A program of research and development has resulted in some advances in algorithms for computational fluid dynamics (CFD), finite-element simulation of solid objects undergoing large deformations, and some related topics. The main advances are summarized as follows:

  • A previously developed algorithm that implements a particlelevel- set method for numerical simulation of flows involving two fluid regions (e.g., ocean waves driven by wind) was extended to enable simulation of flows involving as many regions as desired. The various regions can be liquids or gases of any type, and can have differing properties, including (but not limited to) viscosities, densities, and viscoelastic properties. Included in the extension are proposed techniques for simulating interactions between materials, whether the interactions take the form of simple surface-tension forces or are more complex, involving chemical reactions (in which, for example, one material is converted to another or two materials combine to form a third material). A separate particle-level-set method is used for each region, and it has been proposed to use a novel projection algorithm that decodes the resulting vector of level-set values, providing the equivalent of a dictionary that translates between those values and a standard single-valued level-set representation.

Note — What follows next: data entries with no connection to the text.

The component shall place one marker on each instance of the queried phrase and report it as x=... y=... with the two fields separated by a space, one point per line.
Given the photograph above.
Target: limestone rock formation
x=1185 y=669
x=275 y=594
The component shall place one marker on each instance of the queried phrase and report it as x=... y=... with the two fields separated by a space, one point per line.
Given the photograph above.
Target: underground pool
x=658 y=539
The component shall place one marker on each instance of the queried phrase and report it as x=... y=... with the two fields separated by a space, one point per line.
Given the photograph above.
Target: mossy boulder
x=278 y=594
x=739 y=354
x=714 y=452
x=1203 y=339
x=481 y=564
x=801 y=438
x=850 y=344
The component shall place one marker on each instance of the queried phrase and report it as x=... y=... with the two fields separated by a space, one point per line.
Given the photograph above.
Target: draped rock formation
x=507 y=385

  • A new coding paradigm was developed to address the following issue: When discretizing the underlying Navier- Stokes equations for multiphase flow, difficulties and errors can arise because discretization stencils can cross boundaries between different phase and flow regions, naïvely combining non-smooth or even discontinuous data. The approach embodied in the new coding paradigm enables incorporation of physical jump conditions into data “on the fly.” This approach makes the coding process significantly more efficient for flows involving multiple regions, especially at triple-phase points or near boundaries between flows and solid objects. This approach also eliminates the need for any algorithm changes that might reduce the accuracy of the numerical solution scheme, and even eliminates the need to make changes in the code itself. A “smart” discretization class is used to encode both the region in which the programmer is working and the required jump conditions. The programmer simply writes the code as if it were for a single region, relying on the “smart” discretization class to create the correct code.

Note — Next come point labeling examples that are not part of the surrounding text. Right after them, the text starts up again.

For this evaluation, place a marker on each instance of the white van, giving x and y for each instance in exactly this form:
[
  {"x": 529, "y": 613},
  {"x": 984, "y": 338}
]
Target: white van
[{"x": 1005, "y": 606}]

  • Motivated by a need for discretizing flows involving large bodies of water, issues involving scalability were addressed through development of a method, based on run-length encoding (RLE) from image-data processing, to reduce the sizes of data structures. In RLE, one compresses raw pixel image data by storing row subsets of the data in a smaller data structure. Applying the same idea to the discretization of the Navier-Stokes equations of incompressible flow, one starts with a uniform Cartesian grid and merges any two or more cells along the vertical direction to make tall cells, within which pressures are approximated as varying linearly with height. Another aspect of the issue of scalability has been addressed through conversion of flow-simulating code to run on parallel processors.
  • An algorithm to automatically generate tetrahedral finite-element meshes was developed to improve finite-element simulations of solid bodies undergoing large deformations (as in collisions). In a related development, prior work on fracture was extended to enable simulation of fracture of a rigid body into multiple rigid bodies.

This work was done by Ronald Fedkiw of Stanford University for the Naval Research Laboratory. For more information, download the Technical Support Package (free white paper) at www.defensetechbriefs.com/tsp under the Information Sciences category. NRL-0009

This Brief includes a Technical Support Package (TSP).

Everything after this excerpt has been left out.